Most women who have gestational diabetes deliver healthy babies. However, gestational diabetes that's not carefully managed can lead to uncontrolled blood sugar levels and cause problems for you and your baby, including an increased likelihood of needing a C-section to deliver.

Gestational Diabetes can affect your baby at birth and right after birth in following ways –

  • Excessive birth weight - It may cause your baby to be very big and have extra fat. This can make delivery challenging or you may need a C-section to deliver safely
  • Early (preterm) birth - A mother's high blood sugar may increase the risk of early labor and delivering baby before its due date. Or your doctor may recommend early delivery because the baby is large.
  • Difficulty breathing - Babies born early may experience respiratory problem and they may need help breathing until their lungs mature and become stronger.
  • Low blood glucose (hypoglycemia) - Right after the baby is born, the blood glucose level may drop very low because they have so much insulin in their bodies (The extra glucose in your body actually stimulates the baby’s body to make more insulin.)
  • Type 2 diabetes - Babies born of mothers with gestational diabetes are at a higher risk for developing type 2 diabetes later in life.

Gestational diabetes may also increase the mother's risk of having high blood pressure and future diabetes (particularly type 2 diabetes). However, making healthy lifestyle choices such as eating healthy foods and exercising can help reduce the risk of future type 2 diabetes.

Treatment for Gestational Diabetes

According to a research published in the journal Diabetes Care, "the good news is that even if you have Gestational Diabetes, women can have a normal weighing baby, if their blood-glucose levels are kept in control under the clinical supervision".

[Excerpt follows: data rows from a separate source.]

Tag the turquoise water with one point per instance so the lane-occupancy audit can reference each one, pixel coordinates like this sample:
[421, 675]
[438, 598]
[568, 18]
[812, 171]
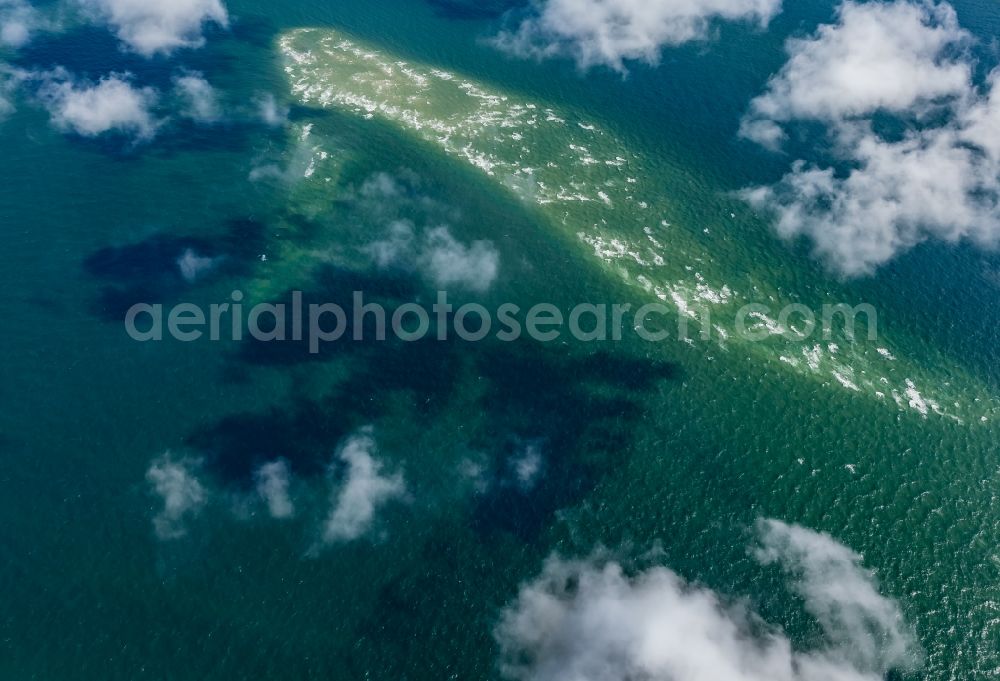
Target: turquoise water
[681, 445]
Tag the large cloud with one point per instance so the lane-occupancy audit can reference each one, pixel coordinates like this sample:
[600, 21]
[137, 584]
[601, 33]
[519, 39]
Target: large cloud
[113, 104]
[587, 620]
[610, 32]
[365, 490]
[935, 180]
[153, 27]
[182, 495]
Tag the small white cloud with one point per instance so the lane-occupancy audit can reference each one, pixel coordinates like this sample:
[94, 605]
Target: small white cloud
[271, 111]
[111, 105]
[611, 32]
[183, 496]
[397, 247]
[442, 259]
[897, 57]
[840, 593]
[273, 482]
[18, 22]
[527, 465]
[587, 620]
[153, 27]
[364, 491]
[450, 263]
[200, 101]
[876, 196]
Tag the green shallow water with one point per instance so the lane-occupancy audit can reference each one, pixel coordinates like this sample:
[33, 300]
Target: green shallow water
[681, 445]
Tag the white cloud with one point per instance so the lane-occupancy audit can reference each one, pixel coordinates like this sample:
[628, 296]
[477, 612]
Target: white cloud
[199, 99]
[840, 593]
[896, 57]
[182, 494]
[396, 247]
[111, 105]
[18, 21]
[611, 32]
[153, 27]
[587, 620]
[271, 111]
[441, 258]
[364, 491]
[193, 266]
[273, 482]
[527, 466]
[450, 263]
[937, 180]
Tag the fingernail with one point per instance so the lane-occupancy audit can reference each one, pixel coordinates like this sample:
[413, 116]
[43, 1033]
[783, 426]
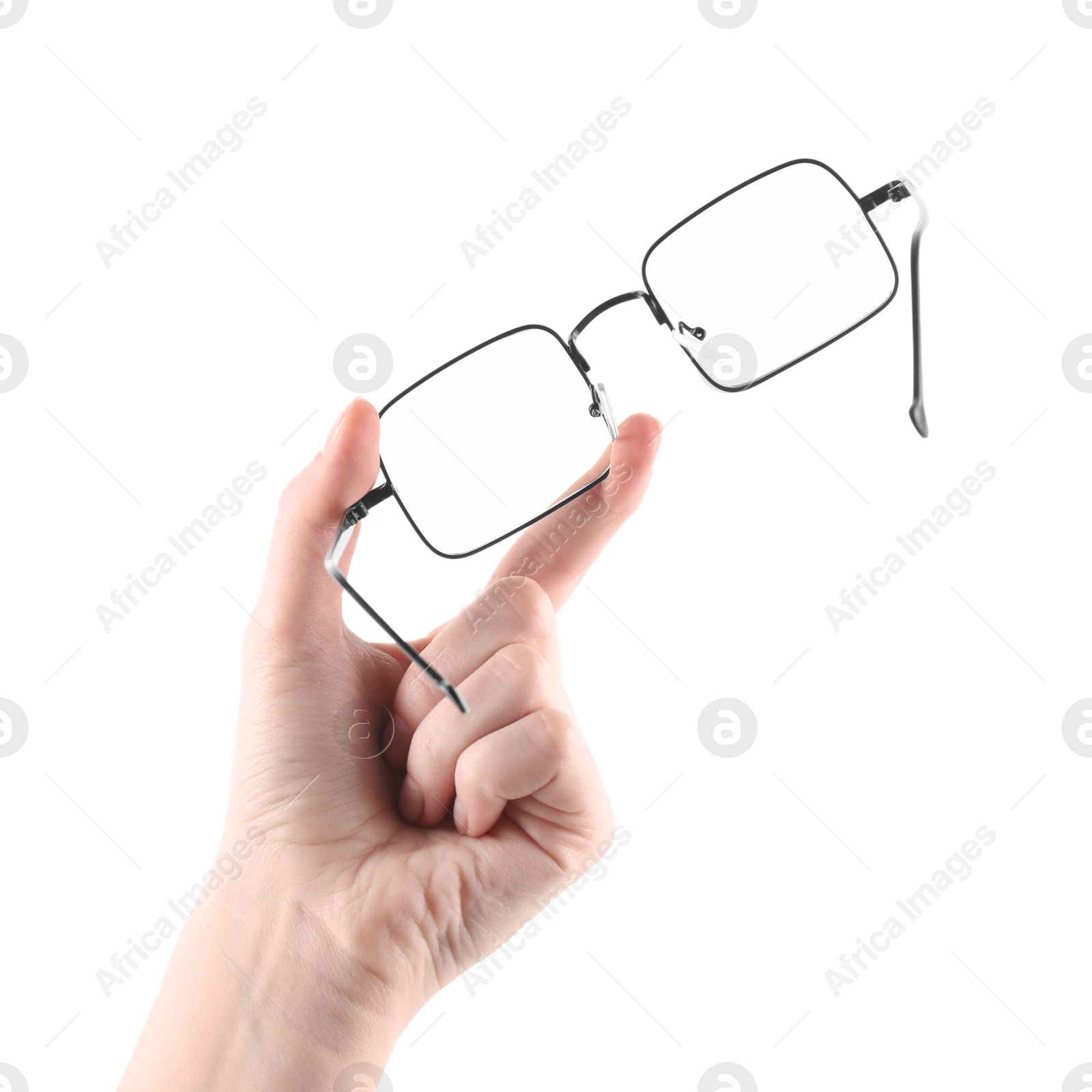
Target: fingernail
[336, 427]
[412, 801]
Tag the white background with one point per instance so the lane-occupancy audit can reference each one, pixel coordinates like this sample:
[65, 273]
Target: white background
[880, 751]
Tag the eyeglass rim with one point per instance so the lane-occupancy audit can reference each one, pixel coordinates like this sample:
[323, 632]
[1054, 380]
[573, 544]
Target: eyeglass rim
[541, 516]
[735, 189]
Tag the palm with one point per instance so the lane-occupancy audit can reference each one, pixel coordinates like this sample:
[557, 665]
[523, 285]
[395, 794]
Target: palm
[333, 826]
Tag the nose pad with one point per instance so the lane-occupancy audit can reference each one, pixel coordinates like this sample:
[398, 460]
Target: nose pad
[606, 411]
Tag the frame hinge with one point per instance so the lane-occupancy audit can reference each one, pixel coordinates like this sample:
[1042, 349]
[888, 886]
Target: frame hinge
[360, 511]
[891, 191]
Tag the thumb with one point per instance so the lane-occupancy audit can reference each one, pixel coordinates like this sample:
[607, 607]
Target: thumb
[298, 599]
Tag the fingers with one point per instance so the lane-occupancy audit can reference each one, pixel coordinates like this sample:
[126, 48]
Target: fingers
[511, 611]
[560, 549]
[542, 762]
[298, 598]
[516, 682]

So, if you are in the sixth month of your pregnancy, don't miss out on getting the test for high blood glucose level done, and take the necessary precautions in case Gestational Diabetes is detected. Till then, the least you can do is to follow a healthy diet routine with regular exercise after consulting a doctor. Homeopathy can be your best bet at this stage – when you’re expecting a baby, diagnosed with gestational diabetes and you don’t want to take any chance/risk with medications that can cause side-effects! And it’s wise to think twice before taking any medication during pregnancy period – all the expecting mothers want their babies to be safe and healthy. Homeopathy medicine for diabetes is not only safe for you; it is safe for your baby as well.

Related: KEEP DIABETES AT BAY WITH HOMEOPATHY

Homeopathic medicine for diabetes is made from natural substances and has no side-effects. For better results, it is always advisable to take homeopathic medicine for diabetes under the care and guidance of an expert homeopathic physician.

Self-help Tips

  • Eat healthy - Choose fresh foods. Avoid processed and packaged ones. Eat foods high in fiber and low in carbohydrate and fats. Concentrate on whole grain foods, fresh fruits and green leafy vegetables.
  • Stay Active - Exercising before and during pregnancy helps protect against developing gestational diabetes. A 30-minute moderate workout on most days of the week is a must. If you cannot fit a 30-minute workout at a time, break it up into shorter smaller sessions.
  • Keep a check on your weight gain - Pregnancy is the time when the pounds pile on. Though it is said that a 10-12 kg weight gain during pregnancy is normal and expected, too much weight gain can only be a bad influence on your and baby's health.